The mammalian liver is an odd organ, all things told. It has the greatest natural capacity for regeneration among our internal organs, which makes it a prime target for research into regenerative medicine. On the one hand we want to know exactly why the liver has this ability to regrow large sections of lost tissue in mammals, something that none of our other organs can manage, while on the other hand the fact that it can do this suggests that achieving greater results with either stem cell treatments or growing an entire new liver from a patient's own cells should be easier than is the case for other organs. However, the more time that researchers spend digging into the mechanisms of liver regrowth, the more they find that the biological details are quite different from those of other organs. Thus in fact the liver might not be the best place to look for ways to create a general platform for enhanced regeneration throughout the body. It is entirely possible that ways to manipulate liver biochemistry to enhance regeneration may have only limited application elsewhere.
This news of recent research well illustrates these points. In comparison to other organs, the liver may be far more reliant on a widespread as-needed transformation of normal cells, rather than a small population of empowered stem cells, when it comes to regrowth and regeneration. This has echoes in it of what is known of the way in which lower animals such as salamanders regenerate organs and limbs, which makes sense in this context:
Switching off the Hippo-signaling pathway in mature liver cells generates very high rates of dedifferentiation. This means the cells turn back the clock to become stem-cell like again, thus allowing them to give rise to functional progenitor cells that can regenerate a diseased liver. The liver has been a model of regeneration for decades, and it's well known that mature liver cells can duplicate in response to injury. Even if three-quarters of a liver is surgically removed, duplication alone could return the organ to its normal functioning mass. This new research indicates that there is a second mode of regeneration that may be repairing less radical, but more constant liver damage, and chips away at a long-held theory that there's a pool of stem cells in the liver waiting to be activated.
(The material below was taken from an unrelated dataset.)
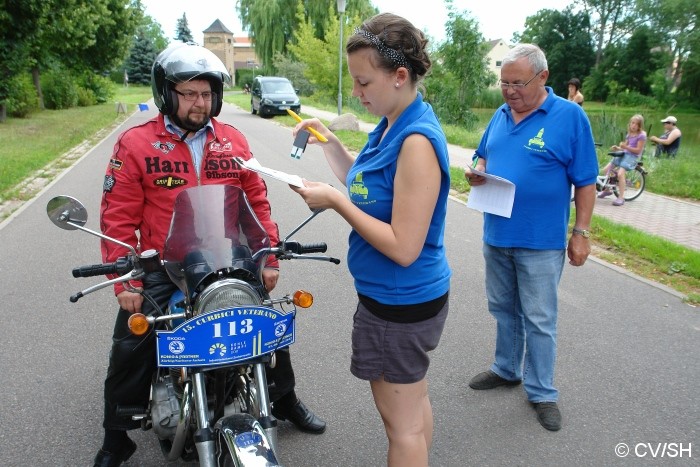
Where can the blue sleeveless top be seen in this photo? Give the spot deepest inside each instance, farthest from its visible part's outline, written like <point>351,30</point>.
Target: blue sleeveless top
<point>370,183</point>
"I think this study highlights the tremendous plasticity of mature liver cells. It's not that you have a very small population of cells that can be recruited to an injury; almost 80 percent of hepatocytes [liver cells] can undergo this cell fate change. "I think that maybe it is something that people have overlooked because the field has been so stem cell centric. But I think the bottom line is that the cells that we have in our body are plastic, and understanding pathways that underlie that plasticity could be another way of potentially manipulating regeneration or expanding some kind of cell type for regenerative medicine."
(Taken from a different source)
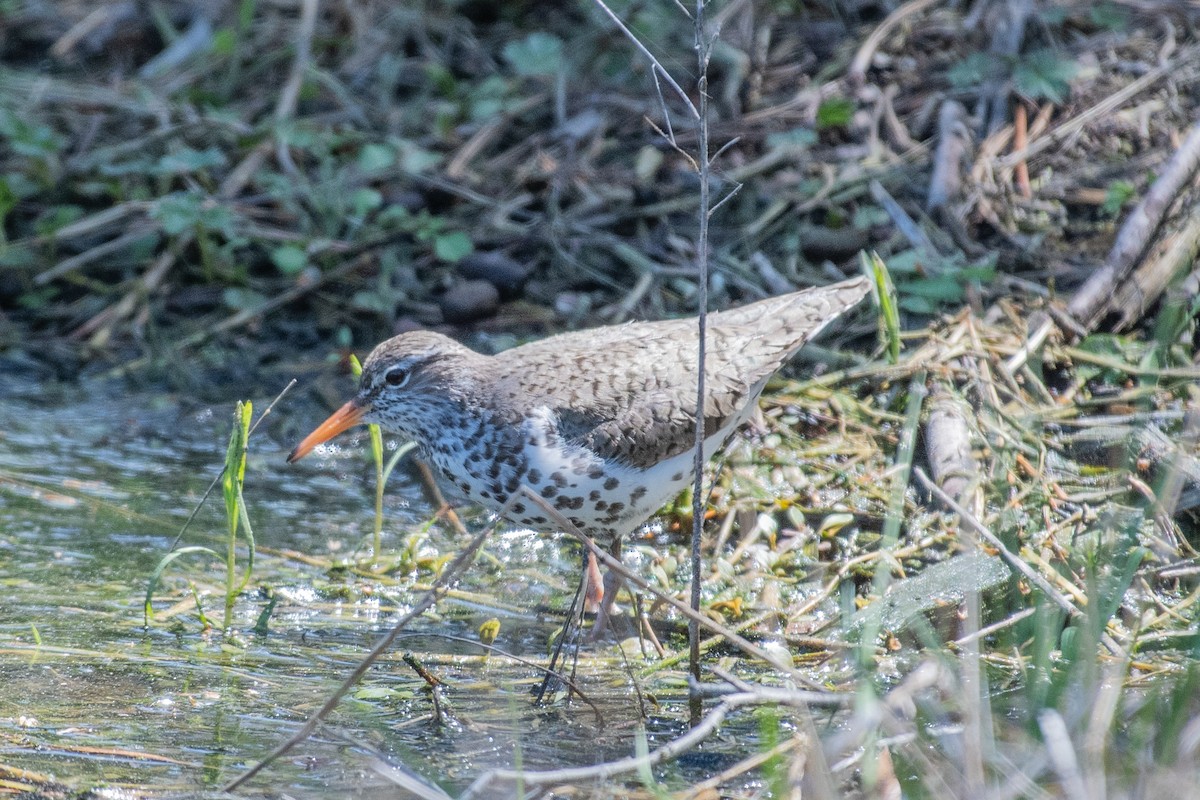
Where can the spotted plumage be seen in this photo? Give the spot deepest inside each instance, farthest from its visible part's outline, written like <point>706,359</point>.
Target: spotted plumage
<point>599,422</point>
The Hippo-signaling pathway is an important regulator of cellular proliferation and organ size. However, little is known about the role of this cascade in the control of cell fate. [We] demonstrate that Hippo pathway activity is essential for the maintenance of the differentiated hepatocyte state. Remarkably, acute inactivation of Hippo pathway signaling in vivo is sufficient to dedifferentiate, at very high efficiencies, adult hepatocytes into cells bearing progenitor characteristics. These hepatocyte-derived progenitor cells demonstrate self-renewal and engraftment capacity at the single-cell level.
As the researchers note, this is a promising set of results from the point of view of generating supplies of liver cells for research and regenerative therapies - which is no small thing. It is probably of little application for anything other than liver tissue, however.